Andrew Pinnington Goldman Sachs

Goldman Sachs recently promoted its new class of vice presidents (VPs).  Among their number was a former associate with an atypical background: before joining Goldman Sachs in January 2015 he spent nearly two years at UK finance recruitment firm Aston Carter.

Nowadays, Andrew Pinnington doesn’t even work in recruitment at Goldman: he’s a VP in derivatives regulatory operations, focusing on things like MiFID II and EMIR.

So, how do you go from recruiter to regulatory expert? In Pinnington’s case, he quit recruitment (where we suspect he was helping to fill regulatory roles) for consultancy firm Elixirr. After two years at Elixirr, he moved to Goldman as an associate. Now he’s a VP there.

Pinnington could be an inspiration to other recruiters with an inclination to do the jobs they’re hiring for. His own transition out of recruitment may have been smoothed by a secret weapon however: Pinnington has a first class degree in social and political sciences from Cambridge University. How many other people in the recruitment industry have the same?

Contact: sbutcher@efinancialcareers.com

Comments (2)

  1. Fair play to him, and all the best in his career…. but the title is slightly misleading.
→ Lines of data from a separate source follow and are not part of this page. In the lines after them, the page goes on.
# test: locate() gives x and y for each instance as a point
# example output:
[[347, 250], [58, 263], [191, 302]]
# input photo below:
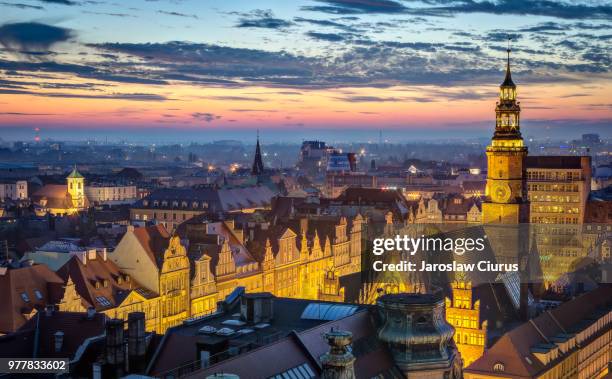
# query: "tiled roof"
[[25, 289], [99, 282], [216, 199], [372, 358], [559, 161], [180, 345], [514, 349], [154, 240], [37, 337]]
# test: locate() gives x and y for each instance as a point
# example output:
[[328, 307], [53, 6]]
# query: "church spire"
[[257, 161]]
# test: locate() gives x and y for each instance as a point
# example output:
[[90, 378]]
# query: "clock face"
[[501, 193]]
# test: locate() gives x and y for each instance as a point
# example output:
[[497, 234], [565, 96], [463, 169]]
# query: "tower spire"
[[257, 161], [508, 79]]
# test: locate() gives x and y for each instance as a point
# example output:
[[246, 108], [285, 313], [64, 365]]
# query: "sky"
[[190, 67]]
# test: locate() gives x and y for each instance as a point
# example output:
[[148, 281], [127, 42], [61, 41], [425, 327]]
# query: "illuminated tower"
[[76, 188], [463, 313], [505, 191]]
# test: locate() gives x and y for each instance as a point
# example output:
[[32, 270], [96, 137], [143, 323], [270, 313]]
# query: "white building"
[[14, 190], [111, 193]]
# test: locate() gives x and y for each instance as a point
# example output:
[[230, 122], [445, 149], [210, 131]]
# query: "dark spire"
[[257, 162], [508, 80]]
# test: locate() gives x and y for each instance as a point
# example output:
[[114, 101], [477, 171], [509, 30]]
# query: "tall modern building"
[[505, 189]]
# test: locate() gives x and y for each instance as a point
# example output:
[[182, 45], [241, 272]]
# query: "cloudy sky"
[[282, 65]]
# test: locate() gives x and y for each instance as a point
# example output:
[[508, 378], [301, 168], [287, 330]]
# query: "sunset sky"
[[178, 65]]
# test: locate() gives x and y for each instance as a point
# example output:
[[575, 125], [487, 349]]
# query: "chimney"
[[115, 346], [204, 359], [97, 371], [58, 340], [338, 362], [257, 307], [49, 310], [136, 341]]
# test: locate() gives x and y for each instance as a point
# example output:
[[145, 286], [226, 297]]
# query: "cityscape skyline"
[[70, 67]]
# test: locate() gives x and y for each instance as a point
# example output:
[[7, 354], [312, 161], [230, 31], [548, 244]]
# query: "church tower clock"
[[505, 190]]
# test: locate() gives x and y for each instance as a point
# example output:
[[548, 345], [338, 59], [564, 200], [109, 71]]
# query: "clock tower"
[[505, 190]]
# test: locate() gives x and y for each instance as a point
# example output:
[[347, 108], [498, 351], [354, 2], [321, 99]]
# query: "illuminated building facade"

    first of all he is not in derivatives. he is a VP in operations . secondly he worked for two years at a consultancy (which is quite a normal stepstone in between recruitment and having your client hiring you ) and he joined GS as consultant. MIFID operations are some of the most sought after consultant in operations… but give you zero visibility within Goldman or any bank. However he is on track to become partner at a big consultancy firm like KPMG or Accenture with his current resume

  2. Quite a few but always said they were wasted as a HH.